While the costs for all of this can add up, most producers say the access gained at festivals is invaluable, so attendance is a worthwhile investment. Before going to Hot Docs this year, UK filmmaker Ben Lawrie had tried for months to set up a pitch session with the BBC’s Nick Fraser, whose office was blocks away in London. Lawrie finally met the broadcaster at Hot Docs and was able to give him a proposal.
Because of these kinds of opportunities and the growth and globalization of the documentary market in the last 10 years, festival attendance has also grown. Pat Ferns, head of the Banff International Television Festival, the industry extravaganza in the Canadian Rockies, says that too much growth is a concern for organizers. The key to a successful festival, he says, is keeping the festival democratic and the experience balanced.

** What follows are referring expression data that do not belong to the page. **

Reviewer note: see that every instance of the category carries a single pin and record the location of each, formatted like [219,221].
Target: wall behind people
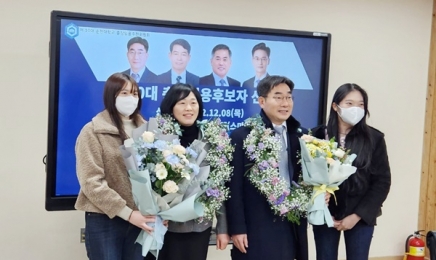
[383,46]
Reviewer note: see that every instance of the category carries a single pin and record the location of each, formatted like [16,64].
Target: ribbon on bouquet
[318,212]
[322,189]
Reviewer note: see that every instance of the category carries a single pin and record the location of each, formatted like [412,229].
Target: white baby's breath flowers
[170,187]
[148,137]
[339,153]
[178,149]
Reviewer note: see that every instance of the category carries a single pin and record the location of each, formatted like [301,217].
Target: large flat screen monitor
[86,49]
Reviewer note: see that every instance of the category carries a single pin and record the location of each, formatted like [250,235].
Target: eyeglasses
[280,99]
[262,59]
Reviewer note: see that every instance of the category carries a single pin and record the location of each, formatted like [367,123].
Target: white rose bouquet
[160,171]
[325,166]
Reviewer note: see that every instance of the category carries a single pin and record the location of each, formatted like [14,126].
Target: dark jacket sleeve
[379,181]
[235,205]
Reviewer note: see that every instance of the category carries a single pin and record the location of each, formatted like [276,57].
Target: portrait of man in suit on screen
[137,54]
[260,60]
[180,54]
[221,62]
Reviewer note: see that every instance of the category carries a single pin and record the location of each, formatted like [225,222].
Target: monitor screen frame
[58,203]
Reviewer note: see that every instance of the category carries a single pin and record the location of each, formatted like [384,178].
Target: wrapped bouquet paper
[325,166]
[214,154]
[161,172]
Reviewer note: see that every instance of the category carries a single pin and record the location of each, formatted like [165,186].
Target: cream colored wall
[381,45]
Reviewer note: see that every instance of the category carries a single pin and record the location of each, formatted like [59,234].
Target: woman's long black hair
[358,140]
[176,93]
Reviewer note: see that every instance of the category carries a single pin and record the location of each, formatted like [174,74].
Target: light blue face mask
[351,115]
[126,105]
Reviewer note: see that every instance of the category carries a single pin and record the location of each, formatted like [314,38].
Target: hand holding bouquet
[325,166]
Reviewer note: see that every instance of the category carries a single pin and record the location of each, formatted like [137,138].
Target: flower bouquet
[263,147]
[213,151]
[161,172]
[325,166]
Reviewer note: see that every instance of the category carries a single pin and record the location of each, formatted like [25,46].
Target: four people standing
[257,233]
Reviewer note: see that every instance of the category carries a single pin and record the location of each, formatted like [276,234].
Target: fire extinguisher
[415,247]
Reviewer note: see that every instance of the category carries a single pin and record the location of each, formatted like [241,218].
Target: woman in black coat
[360,197]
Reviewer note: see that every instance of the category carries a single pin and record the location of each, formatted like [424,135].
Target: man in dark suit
[180,54]
[260,59]
[137,54]
[257,232]
[221,61]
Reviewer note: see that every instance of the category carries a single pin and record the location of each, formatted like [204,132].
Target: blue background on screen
[86,62]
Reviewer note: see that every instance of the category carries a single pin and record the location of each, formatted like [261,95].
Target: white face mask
[351,115]
[126,105]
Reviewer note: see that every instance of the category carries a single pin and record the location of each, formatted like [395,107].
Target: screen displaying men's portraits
[225,66]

And in the end, it’s balance that will continue to attract more and more people to documentary film festivals. While they provide a place where producers can develop business sensibilities and contacts, at the end of the day people turn up for the love of the medium.
“The other half of the festival is to feed your creative head and heart,” says Wild. “It’s a place where you run into people who’ve had the courage to say, ‘To hell with what the broadcasters want. This film needs to be 93 minutes long, and this is what I did and I used this kind of format and I’m going into DV for the first time or I stuck with Super 16.’ I get discouraged when the conversations are only about producing and where you start with the broadcaster and work backwards. What I come for is where you start with the story and you move forward from now.”
And as audiences continue to grow for documentaries, a balance will hopefully be struck between the proportion of producers and slots for documentaries. As Guillemet points out, part of the challenge will be to educate wider audiences about what documentaries are. To that end, festivals will continue to play a key role in expanding audiences.
“There are better audiences for documentary films than a few years ago,” says Guillemet. “But we still have to ‘educate’ the larger audience because people still have this stigma of the documentary film being this serious, educational thing, and they mostly just want to escape. But once they realize documentaries are about themselves, real people, it works.”
And today it’s really working. As Rofekamp points out, documentaries are seen in prime time more than ever before. Despite all of the market changes and pressures on today’s filmmakers, festivals like Hot Docs prove that what will continue to draw people to documentary films are the people in them. At the Documentary Forum, the word “character” was often heard, showing that good stories about interesting people continue to be the cornerstones of a rich documentary tradition. In his master class at the CBC headquarters, perhaps filmmaker Maysles summed it up best: “Documentaries are about the realm of possibility because they’re about the process of discovery.”
It would seem from the diverse line-up of films at festivals like Hot Docs, the possibilities are endless.
Michelle Mason is a filmmaker living in British Columbia, Canada.